Generalisable long COVID subtypes: findings from the NIH N3C and RECOVER programmes.

Justin T Reese
Hannah Blau, The Jackson Laboratory
Elena Casiraghi
Timothy Bergquist
Johanna J Loomba
Tiffany J Callahan
Bryan Laraway
Corneliu Antonescu
Ben D Coleman, The Jackson Laboratory
Michael Gargano, The Jackson Laboratory
Kenneth J Wilkins
Luca Cappelletti
Tommaso Fontana
Nariman Ammar
Blessy Antony
T M Murali
J Harry Caufield
Guy Karlebach, The Jackson Laboratory
Julie A McMurry
Andrew Williams
Richard Moffitt
Jineta Banerjee
Anthony E Solomonides
Hannah Davis
Kristin Kostka
Giorgio Valentini
David Sahner
Christopher G Chute
Charisse Madlock-Brown
Melissa A Haendel
Peter N. Robinson, The Jackson Laboratory

Abstract

BACKGROUND: Stratification of patients with post-acute sequelae of SARS-CoV-2 infection (PASC, or long COVID) would allow precision clinical management strategies. However, long COVID is incompletely understood and characterised by a wide range of manifestations that are difficult to analyse computationally. Additionally, the generalisability of machine learning classification of COVID-19 clinical outcomes has rarely been tested.

METHODS: We present a method for computationally modelling PASC phenotype data based on electronic healthcare records (EHRs) and for assessing pairwise phenotypic similarity between patients using semantic similarity. Our approach defines a nonlinear similarity function that maps from a feature space of phenotypic abnormalities to a matrix of pairwise patient similarity that can be clustered using unsupervised machine learning.

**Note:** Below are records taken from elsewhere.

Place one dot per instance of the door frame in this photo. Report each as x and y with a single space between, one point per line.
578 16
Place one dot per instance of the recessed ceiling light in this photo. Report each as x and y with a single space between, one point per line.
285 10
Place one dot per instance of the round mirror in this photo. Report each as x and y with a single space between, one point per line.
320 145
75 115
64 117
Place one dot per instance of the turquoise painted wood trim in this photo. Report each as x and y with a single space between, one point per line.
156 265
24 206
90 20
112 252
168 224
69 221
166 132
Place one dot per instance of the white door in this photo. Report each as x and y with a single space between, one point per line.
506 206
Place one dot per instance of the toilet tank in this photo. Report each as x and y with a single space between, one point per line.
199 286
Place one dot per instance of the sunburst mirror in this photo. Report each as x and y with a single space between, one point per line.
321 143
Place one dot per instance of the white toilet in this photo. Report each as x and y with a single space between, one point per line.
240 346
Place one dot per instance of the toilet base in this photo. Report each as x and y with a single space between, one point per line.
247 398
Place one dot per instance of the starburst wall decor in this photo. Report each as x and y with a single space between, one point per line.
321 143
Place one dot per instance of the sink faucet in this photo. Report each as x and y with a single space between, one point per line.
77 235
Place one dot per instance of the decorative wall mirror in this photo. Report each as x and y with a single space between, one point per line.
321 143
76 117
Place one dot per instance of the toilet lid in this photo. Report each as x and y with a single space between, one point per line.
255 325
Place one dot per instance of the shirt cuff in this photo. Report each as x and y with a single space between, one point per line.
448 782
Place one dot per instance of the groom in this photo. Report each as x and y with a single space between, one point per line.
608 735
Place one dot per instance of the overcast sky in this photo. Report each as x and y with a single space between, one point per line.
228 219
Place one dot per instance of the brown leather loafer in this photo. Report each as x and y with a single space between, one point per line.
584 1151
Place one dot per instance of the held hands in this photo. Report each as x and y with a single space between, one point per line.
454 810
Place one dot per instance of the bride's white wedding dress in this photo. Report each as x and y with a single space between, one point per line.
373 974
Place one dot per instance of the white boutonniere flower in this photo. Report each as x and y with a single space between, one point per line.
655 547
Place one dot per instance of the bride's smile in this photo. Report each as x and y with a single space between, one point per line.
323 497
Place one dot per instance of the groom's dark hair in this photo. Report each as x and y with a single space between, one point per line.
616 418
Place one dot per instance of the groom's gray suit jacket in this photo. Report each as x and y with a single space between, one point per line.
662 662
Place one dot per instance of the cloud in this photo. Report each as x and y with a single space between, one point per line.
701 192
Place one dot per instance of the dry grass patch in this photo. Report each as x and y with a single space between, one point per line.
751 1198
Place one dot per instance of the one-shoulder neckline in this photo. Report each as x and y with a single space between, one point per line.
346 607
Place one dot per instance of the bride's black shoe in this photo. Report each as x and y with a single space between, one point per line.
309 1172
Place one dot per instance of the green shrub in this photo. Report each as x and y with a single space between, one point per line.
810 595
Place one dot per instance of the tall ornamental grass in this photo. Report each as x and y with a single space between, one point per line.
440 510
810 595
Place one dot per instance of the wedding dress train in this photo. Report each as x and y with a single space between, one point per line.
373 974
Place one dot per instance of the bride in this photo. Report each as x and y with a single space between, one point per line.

FINDINGS: We found six clusters of PASC patients, each with distinct profiles of phenotypic abnormalities, including clusters with distinct pulmonary, neuropsychiatric, and cardiovascular abnormalities, and a cluster associated with broad, severe manifestations and increased mortality. There was significant association of cluster membership with a range of pre-existing conditions and measures of severity during acute COVID-19. We assigned new patients from other healthcare centres to clusters by maximum semantic similarity to the original patients, and showed that the clusters were generalisable across different hospital systems. The increased mortality rate originally identified in one cluster was consistently observed in patients assigned to that cluster in other hospital systems.

INTERPRETATION: Semantic phenotypic clustering provides a foundation for assigning patients to stratified subgroups for natural history or therapy studies on PASC.

FUNDING: NIH (TR002306/OT2HL161847-01/OD011883/HG010860), U.S.D.O.E. (DE-AC02-05CH11231), Donald A. Roux Family Fund at Jackson Laboratory, Marsico Family at CU Anschutz.